Defendant nonetheless argues that the jury improperly used the evidence in finding him guilty of vehicular manslaughter with gross negligence. We find nothing in the record to support such a claim. (7) "Evidence that is relevant and admissible for one purpose may be admitted for such purpose even though it is inadmissible for another purpose. [Citations.] `When evidence is admissible for a limited purpose . . . a party who could be adversely affected if the evidence is not so restricted is entitled to have the trial judge restrict the evidence to the limited purpose . . . and instruct the jury accordingly.' [Citation.]" ( People v.

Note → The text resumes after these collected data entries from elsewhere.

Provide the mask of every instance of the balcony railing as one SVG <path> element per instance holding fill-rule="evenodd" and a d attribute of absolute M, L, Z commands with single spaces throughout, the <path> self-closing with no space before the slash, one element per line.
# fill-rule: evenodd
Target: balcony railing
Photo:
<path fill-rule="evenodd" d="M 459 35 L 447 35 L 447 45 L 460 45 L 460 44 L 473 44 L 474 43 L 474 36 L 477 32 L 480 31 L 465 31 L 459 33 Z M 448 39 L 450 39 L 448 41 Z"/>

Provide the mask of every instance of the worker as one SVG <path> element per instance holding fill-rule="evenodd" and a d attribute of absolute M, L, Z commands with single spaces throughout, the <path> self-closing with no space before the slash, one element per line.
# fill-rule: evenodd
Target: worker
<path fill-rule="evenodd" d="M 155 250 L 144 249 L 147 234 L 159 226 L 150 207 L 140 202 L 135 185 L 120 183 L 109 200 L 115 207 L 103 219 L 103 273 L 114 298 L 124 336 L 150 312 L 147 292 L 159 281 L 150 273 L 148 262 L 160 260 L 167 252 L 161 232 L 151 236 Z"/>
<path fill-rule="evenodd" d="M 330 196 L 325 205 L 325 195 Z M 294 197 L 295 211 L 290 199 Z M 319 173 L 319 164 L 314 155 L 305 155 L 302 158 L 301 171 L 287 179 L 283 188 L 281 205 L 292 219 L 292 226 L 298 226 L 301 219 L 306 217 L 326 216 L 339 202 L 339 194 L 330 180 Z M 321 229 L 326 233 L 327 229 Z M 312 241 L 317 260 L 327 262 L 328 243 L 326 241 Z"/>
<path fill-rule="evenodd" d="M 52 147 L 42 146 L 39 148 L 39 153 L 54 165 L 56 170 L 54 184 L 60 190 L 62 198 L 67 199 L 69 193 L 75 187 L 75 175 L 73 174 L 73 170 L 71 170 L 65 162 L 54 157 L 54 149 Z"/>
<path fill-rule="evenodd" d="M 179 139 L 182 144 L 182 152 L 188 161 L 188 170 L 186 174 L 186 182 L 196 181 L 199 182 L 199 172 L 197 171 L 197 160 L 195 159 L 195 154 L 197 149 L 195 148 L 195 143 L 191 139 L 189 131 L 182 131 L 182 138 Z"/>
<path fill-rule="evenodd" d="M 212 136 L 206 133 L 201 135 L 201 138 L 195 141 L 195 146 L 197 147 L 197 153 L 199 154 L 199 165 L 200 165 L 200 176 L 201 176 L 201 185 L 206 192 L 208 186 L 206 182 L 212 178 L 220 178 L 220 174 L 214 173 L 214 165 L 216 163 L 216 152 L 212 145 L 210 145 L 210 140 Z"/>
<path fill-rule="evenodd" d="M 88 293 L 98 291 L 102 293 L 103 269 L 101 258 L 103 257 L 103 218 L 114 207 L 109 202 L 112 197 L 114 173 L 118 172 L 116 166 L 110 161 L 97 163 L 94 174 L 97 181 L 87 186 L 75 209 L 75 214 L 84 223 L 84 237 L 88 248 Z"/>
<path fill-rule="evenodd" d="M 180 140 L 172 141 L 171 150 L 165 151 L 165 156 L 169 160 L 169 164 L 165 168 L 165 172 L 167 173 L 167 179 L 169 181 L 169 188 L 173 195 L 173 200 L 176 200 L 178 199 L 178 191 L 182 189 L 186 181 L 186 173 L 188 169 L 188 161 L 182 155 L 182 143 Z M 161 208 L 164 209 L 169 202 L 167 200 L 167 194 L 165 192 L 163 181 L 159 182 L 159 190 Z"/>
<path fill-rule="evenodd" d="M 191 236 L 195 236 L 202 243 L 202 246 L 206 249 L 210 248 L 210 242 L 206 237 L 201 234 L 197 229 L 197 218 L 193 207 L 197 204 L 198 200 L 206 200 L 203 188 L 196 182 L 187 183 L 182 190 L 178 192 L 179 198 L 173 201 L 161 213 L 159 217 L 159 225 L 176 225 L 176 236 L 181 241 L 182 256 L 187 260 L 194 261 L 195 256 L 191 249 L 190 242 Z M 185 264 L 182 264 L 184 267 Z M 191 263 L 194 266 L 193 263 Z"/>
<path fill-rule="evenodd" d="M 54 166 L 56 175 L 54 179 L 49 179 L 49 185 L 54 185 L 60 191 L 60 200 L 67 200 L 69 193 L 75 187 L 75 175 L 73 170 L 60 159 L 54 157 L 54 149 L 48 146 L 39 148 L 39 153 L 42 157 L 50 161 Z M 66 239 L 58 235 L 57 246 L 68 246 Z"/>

Eagles (1982) 133 Cal.App.3d 330, 340 [ 183 Cal.Rptr. 784].) (1d) Here, of course, the trial court instructed the jury on two separate occasions (see fn. 4, ante) that evidence of defendant's prior convictions could be used only for the purpose of finding implied malice. We must presume that the jury followed these admonitions and limited its consideration of the evidence to the second degree murder charge. ( People v. Gould (1960) 54 Cal.2d 621, 627 [ 7 Cal.Rptr. 273, 354 P.2d 865]; People v. Dacy (1970) 5 Cal.App.3d 216, 221 [ 85 Cal.Rptr. 57].) In light of the fact that defendant was acquitted of this crime, we are convinced that the evidence was considered solely for the purpose for which it was admitted.
The judgment is affirmed.
Roth, P.J., and Fukuto, J., concurred.
A petition for a rehearing was denied July 26, 1988, and appellant's petition for review by the Supreme Court was denied September 21, 1988.